KETIKA IBLIS MENGAJARI ILMU IKHLAS
Oleh: Dr. Muh. Nursalim., M.Ag
(Ketua DMI Kabupaten Sragen)
Dalam kitab Ihya Ulumuddin ada
satu bab yang membahas tentang ikhlas. Imam Al Ghazali tatkala menjelaskan tema
ini mengutib kisah tentang pertarungan
antara orang shalih dengan Iblis. Berikut adalah cerita
lengkapnya.
“Dikisahkan bahwa seorang ahli ibadah telah menyembah Allah dalam waktu yang sangat lama. Suatu hari, datanglah sekelompok orang kepadanya dan berkata, "Di sana ada suatu kaum yang menyembah sebuah pohon selain Allah." Mendengar itu, ia pun marah dan mengambil kapaknya, lalu pergi dengan niat menebang pohon tersebut.”
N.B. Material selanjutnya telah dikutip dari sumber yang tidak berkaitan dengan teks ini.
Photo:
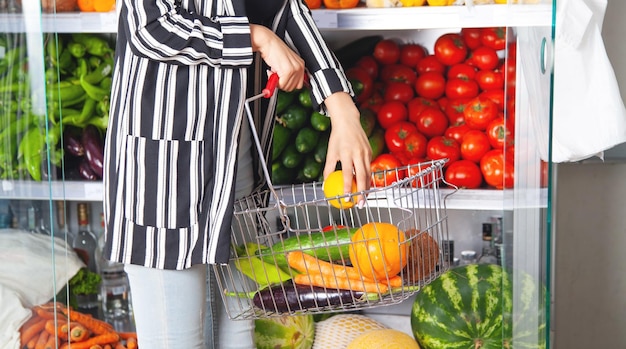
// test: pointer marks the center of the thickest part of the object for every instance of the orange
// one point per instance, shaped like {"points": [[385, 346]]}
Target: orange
{"points": [[378, 250], [103, 5], [339, 4], [333, 187], [86, 5]]}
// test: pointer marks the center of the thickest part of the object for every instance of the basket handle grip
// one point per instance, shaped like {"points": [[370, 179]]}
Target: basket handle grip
{"points": [[270, 87]]}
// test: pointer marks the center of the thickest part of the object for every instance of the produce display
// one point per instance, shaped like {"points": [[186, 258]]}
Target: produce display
{"points": [[70, 131], [455, 102], [53, 325], [471, 307]]}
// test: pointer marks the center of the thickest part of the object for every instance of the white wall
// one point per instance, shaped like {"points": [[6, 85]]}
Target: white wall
{"points": [[590, 276]]}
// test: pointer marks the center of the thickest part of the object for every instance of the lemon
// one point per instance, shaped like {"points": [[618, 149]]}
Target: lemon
{"points": [[333, 187]]}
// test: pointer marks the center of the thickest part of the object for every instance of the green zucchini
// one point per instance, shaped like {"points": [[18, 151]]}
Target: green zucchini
{"points": [[328, 246], [350, 53]]}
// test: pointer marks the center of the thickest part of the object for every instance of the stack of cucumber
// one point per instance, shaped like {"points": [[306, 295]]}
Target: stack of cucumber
{"points": [[301, 133]]}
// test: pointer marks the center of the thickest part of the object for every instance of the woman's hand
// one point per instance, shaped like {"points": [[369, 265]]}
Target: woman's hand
{"points": [[348, 144], [279, 57]]}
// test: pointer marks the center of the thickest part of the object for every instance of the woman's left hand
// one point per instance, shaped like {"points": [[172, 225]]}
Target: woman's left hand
{"points": [[348, 144]]}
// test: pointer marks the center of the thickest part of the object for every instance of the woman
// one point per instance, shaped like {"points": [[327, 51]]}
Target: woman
{"points": [[171, 158]]}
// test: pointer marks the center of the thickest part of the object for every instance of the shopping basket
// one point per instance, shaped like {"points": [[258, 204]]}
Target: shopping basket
{"points": [[295, 251]]}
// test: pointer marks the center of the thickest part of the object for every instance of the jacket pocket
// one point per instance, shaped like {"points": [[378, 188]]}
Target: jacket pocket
{"points": [[163, 182]]}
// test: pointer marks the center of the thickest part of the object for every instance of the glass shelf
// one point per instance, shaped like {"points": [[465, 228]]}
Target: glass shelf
{"points": [[424, 17]]}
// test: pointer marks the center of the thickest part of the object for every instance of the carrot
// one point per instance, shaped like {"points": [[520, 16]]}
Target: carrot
{"points": [[78, 333], [57, 329], [109, 337], [42, 339], [96, 326], [131, 343], [340, 283], [308, 264], [29, 332]]}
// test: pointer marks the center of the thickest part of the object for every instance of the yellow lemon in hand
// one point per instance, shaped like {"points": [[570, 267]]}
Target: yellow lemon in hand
{"points": [[333, 187]]}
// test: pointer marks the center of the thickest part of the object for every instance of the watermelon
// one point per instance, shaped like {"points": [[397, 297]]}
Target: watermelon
{"points": [[470, 307], [284, 332]]}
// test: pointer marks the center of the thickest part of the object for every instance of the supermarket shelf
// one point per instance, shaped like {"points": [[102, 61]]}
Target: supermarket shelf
{"points": [[424, 17], [464, 199]]}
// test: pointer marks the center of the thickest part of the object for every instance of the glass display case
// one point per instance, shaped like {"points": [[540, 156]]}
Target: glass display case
{"points": [[53, 97]]}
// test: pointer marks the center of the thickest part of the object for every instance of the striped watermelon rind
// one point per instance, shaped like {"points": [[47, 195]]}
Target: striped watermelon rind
{"points": [[470, 307]]}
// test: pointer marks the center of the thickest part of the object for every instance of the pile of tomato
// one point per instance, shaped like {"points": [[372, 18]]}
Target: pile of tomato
{"points": [[448, 103]]}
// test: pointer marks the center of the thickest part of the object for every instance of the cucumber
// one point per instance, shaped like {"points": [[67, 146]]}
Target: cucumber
{"points": [[350, 53], [282, 137], [319, 121], [294, 117], [291, 157], [306, 140], [328, 246]]}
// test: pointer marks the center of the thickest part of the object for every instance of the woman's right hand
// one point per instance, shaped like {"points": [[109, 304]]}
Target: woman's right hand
{"points": [[281, 59]]}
“Di tengah perjalanannya, Iblis menemuinya dalam wujud seorang lelaki tua dan berkata, "Ke mana engkau hendak pergi? Semoga Allah merahmatimu." Ahli ibadah itu menjawab, "Aku hendak menebang pohon ini." Iblis bertanya, "Apa urusanmu dengan itu? Engkau telah meninggalkan ibadahmu, meninggalkan kesibukanmu untuk dirimu sendiri, dan malah sibuk dengan urusan lain!" Ahli ibadah menjawab, "Ini adalah bagian dari ibadahku." Iblis berkata, "Aku tidak akan membiarkanmu menebangnya."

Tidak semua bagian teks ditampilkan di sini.